Старого токаря не было.

– А этот… – поморщился Кирюков. – Где?

– Да, этот самый? – Шкловский, оглядываясь, защёлкал в воздухе пальцами.

– Куда Ага подевался? – спросили трое кепчатых.

А вот и он – «туточки я» – выскочил готовым из тёмной мастерской, как чертёнок из табакерки выпрыгнул: лицо красное, глаза виноватые; белыми рукавицами взмахнул.

– Ну так… Бу сде… Ага.

– Он говорит, что к 1 Мая успеют.

– Двёрку-то прикрой.

– Яков Борисович, станок почистить бы надо, а? А то как-то неловко – машина у меня новая… – Витюшка улыбнулся, взял ведро в руки.

– Давай сполосну.

– Я тебе сполосну, чумазый! Морду свою ветошью протри.

– Ты сам уже на ветошь похож, Борисыч.

– Чего ждём? – спросили трое кепчатых.

– Значить?

– Договорились?

– Здравствуйте!

– Погодь-ка… Не, не то.

– Ну!.. Гы… Как этот… Вот.

– Или платики тут можно приварить.

– Что?!

– Платики.

– К баранке твоей если. Не то.

– Какие такие платики?

– Такие… Вот ведь… Ага. …Ну?

– Уберите его отсюда!

– Ты этого… Вот… Сам давай… Ага!

– Ну всё что ли? – спросили трое кепчатых, нетерпеливых, трое нудных, всем уже надоевших.

– Не, а стоять он где будет? Место ему есть?

– Кто?

– Борисыч-то наш. А, наука?

– Сам ты «наука». Варить надо, – убеждённо сказал Витюшка; он стоял широко расставив ноги, тяжело глядя вниз.

– Ага! Тут не эта… Вот как! – потрясал белыми рукавицами Ага.
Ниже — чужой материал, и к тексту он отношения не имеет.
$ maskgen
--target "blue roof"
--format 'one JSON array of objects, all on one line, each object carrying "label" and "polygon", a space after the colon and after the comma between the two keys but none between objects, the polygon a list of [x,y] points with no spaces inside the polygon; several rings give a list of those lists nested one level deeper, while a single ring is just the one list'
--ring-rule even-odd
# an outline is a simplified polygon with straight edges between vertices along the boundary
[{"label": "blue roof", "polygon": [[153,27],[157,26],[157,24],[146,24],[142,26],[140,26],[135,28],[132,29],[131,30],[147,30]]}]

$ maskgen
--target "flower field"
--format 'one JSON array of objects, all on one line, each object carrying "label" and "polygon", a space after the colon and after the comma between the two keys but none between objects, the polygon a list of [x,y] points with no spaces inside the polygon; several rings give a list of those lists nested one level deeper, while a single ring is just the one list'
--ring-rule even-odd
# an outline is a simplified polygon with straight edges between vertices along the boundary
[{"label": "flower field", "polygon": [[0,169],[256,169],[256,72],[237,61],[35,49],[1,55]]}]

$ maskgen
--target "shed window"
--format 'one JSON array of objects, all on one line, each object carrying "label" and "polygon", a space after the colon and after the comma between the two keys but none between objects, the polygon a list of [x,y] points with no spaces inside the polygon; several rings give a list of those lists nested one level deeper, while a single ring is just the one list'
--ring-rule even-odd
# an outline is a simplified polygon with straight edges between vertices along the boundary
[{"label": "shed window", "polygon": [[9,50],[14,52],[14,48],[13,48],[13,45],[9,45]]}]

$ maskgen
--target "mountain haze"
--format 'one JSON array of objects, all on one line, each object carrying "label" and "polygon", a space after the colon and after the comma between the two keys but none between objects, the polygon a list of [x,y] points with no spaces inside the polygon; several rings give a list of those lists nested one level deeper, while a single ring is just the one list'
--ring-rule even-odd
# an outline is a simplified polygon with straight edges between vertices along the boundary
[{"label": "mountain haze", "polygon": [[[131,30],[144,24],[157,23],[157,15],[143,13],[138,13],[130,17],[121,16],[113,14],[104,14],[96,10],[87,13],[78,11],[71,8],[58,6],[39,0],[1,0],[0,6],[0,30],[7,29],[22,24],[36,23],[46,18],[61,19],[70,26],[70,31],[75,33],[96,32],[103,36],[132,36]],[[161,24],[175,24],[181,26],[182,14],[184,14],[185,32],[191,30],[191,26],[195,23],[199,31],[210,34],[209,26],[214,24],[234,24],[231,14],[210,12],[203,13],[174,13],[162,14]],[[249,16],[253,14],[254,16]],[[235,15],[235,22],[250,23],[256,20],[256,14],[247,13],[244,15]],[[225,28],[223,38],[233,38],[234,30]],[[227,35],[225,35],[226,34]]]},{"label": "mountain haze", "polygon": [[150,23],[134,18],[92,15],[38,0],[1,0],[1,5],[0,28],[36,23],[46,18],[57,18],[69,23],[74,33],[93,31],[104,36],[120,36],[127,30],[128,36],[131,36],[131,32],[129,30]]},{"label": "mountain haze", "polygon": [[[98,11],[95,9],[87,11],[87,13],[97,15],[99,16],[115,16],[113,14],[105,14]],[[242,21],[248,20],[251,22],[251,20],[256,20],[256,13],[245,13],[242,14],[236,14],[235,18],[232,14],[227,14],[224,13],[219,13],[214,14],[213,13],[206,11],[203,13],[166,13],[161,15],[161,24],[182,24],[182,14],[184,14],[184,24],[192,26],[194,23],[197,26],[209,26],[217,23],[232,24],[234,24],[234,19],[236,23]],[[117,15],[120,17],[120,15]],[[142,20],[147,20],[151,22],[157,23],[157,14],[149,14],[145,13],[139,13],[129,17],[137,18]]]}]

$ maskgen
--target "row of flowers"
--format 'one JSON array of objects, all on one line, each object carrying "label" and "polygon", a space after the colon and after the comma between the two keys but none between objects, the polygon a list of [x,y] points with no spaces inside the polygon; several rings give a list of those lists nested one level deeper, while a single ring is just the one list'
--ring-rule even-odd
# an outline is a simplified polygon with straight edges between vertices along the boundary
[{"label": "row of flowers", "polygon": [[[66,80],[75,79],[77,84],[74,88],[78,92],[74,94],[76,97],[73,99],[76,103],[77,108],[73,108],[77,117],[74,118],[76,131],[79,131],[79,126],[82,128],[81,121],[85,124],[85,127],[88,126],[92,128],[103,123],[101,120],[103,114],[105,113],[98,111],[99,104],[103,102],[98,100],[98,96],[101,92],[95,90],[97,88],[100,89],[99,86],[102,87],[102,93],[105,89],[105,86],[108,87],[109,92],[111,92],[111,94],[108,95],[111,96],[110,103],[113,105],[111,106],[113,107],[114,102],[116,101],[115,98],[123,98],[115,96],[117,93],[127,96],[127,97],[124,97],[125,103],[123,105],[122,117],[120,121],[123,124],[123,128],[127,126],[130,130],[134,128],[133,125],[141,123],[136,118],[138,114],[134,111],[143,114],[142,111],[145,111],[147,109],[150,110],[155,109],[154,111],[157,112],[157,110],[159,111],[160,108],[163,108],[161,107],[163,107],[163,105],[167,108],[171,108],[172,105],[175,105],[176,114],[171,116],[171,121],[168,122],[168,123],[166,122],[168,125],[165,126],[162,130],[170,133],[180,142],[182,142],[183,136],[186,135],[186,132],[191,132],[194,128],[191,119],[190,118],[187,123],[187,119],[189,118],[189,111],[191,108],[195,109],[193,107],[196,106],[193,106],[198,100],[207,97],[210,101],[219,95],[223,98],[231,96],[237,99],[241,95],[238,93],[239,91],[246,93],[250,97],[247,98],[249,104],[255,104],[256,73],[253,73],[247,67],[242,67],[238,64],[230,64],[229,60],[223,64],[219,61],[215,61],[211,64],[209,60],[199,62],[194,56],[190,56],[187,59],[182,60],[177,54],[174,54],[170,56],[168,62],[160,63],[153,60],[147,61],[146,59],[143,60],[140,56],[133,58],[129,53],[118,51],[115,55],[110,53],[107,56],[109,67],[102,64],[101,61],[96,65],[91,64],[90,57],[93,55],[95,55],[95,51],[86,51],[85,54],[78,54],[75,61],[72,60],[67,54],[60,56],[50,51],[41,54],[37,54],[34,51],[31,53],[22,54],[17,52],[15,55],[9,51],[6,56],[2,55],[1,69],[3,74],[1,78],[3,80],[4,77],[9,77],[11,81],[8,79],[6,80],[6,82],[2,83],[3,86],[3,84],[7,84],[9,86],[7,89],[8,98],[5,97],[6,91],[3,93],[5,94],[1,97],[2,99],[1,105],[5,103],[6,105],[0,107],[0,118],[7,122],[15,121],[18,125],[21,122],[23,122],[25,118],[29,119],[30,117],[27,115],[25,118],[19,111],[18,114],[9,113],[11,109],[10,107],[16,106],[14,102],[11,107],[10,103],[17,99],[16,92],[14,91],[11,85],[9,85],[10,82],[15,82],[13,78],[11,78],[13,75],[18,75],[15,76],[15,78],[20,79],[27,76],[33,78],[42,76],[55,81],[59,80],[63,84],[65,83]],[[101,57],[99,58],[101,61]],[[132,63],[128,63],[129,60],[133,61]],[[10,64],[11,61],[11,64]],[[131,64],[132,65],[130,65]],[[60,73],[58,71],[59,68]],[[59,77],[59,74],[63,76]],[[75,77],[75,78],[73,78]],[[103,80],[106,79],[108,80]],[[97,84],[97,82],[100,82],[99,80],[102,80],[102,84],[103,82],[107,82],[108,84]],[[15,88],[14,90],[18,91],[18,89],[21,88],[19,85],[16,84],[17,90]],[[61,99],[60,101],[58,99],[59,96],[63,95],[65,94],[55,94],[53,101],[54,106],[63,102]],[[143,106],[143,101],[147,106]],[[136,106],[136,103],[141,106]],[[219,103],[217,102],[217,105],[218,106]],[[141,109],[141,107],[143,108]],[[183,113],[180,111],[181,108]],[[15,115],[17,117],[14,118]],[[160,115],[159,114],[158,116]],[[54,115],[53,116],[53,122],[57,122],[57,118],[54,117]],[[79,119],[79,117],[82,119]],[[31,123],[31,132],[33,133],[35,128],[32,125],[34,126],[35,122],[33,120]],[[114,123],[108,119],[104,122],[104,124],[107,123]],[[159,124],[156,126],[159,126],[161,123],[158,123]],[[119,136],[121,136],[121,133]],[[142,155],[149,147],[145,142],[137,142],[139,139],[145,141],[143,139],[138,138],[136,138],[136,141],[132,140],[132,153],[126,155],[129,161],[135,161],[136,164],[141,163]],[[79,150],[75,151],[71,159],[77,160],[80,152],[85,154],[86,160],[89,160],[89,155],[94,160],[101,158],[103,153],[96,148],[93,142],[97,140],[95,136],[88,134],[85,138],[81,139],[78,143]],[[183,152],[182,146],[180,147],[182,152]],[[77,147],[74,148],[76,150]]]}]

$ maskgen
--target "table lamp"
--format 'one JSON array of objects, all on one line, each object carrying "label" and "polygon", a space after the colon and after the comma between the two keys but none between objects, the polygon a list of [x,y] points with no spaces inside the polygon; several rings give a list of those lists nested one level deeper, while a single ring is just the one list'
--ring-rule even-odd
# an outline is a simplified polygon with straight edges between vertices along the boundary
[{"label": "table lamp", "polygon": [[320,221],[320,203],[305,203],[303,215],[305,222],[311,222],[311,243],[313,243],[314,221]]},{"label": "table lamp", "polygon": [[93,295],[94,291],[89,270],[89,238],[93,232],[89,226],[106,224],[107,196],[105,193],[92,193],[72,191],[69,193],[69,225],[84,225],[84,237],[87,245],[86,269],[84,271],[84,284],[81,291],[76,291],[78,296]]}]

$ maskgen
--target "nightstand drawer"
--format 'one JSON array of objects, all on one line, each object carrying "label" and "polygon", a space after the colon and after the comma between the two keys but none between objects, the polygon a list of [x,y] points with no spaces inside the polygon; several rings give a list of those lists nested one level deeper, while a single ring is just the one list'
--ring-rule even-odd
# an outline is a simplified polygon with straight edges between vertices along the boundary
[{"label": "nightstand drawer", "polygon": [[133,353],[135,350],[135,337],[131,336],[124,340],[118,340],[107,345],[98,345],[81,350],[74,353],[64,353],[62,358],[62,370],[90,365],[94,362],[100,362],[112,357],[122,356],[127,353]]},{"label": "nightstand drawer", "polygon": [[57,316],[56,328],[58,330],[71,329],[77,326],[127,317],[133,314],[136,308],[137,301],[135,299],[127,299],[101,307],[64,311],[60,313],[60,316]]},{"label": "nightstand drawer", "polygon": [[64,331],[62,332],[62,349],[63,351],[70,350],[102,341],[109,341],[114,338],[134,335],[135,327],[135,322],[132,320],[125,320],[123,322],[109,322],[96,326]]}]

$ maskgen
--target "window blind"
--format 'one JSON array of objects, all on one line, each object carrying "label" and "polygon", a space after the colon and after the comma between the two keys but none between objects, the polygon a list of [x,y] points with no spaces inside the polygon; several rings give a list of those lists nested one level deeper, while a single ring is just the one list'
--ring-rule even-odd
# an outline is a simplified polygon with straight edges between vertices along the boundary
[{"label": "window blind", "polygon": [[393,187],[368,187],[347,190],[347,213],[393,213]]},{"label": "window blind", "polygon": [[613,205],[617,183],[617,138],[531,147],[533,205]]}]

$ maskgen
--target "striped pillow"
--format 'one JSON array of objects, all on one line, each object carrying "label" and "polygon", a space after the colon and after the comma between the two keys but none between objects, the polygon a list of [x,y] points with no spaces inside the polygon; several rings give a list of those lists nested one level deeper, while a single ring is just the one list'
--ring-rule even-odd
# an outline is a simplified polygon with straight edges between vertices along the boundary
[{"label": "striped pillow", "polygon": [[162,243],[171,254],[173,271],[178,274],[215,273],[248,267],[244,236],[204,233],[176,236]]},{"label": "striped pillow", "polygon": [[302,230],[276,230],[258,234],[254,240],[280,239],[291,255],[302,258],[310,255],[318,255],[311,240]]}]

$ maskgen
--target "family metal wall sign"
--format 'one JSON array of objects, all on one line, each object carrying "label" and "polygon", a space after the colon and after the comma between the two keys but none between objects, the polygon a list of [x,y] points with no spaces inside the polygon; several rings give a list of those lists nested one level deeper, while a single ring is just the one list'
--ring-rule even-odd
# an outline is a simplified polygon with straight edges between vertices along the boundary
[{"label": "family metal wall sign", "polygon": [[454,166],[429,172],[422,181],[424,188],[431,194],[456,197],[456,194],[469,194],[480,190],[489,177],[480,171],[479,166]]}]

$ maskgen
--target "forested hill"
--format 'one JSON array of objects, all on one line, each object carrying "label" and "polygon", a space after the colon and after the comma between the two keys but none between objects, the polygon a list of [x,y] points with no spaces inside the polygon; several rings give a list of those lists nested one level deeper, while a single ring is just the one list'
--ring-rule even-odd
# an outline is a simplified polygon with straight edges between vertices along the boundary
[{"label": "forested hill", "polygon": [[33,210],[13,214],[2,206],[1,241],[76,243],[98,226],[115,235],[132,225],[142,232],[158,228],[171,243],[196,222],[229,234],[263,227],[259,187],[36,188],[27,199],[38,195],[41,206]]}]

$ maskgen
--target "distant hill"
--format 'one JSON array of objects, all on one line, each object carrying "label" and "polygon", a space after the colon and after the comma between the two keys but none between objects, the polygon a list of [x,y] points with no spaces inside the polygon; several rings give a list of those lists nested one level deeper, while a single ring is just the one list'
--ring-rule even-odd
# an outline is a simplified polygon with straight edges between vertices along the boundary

– Да уберите вы его отсюда, в конце-то концов!!

– Так значить…

– Вы хотите сказать, что всё напрасно?

– По домам что ли?

– Идите вы знаете куда!..

– Ага! Во-во… Оно самое. Гы!

– Платики, только платики!

– Здравствуйте!!

– Мы же не идиоты?!

– А вы кепки на глаза надвиньте поглубже – в самый раз будете.

– Что?!

– И всё же, что вы предлагаете?

Голубые округлости ЗиЛа, старческая угловатость станка… Ага, вот и рукавицы белые мелькают, неношенные. Узкое пространство двора в производственных потёках, окурках, во! Не, тут Гостеву места мало, чтобы развернуться для смеха. Здесь он будет подсмеиваться, прыгая на одной ноге. Ну? Тесный смех, значить, будет, зажатый. Смешок. Гы!

– Тут надо… – сказал Гостев; ёкнуло в нём одно забористое словечко, один активный глагол, который никогда не иссякает, будучи повторяем каждую секунду миллионами людей. Стыдно ему не было. Шкловский в переводчики не потребовался.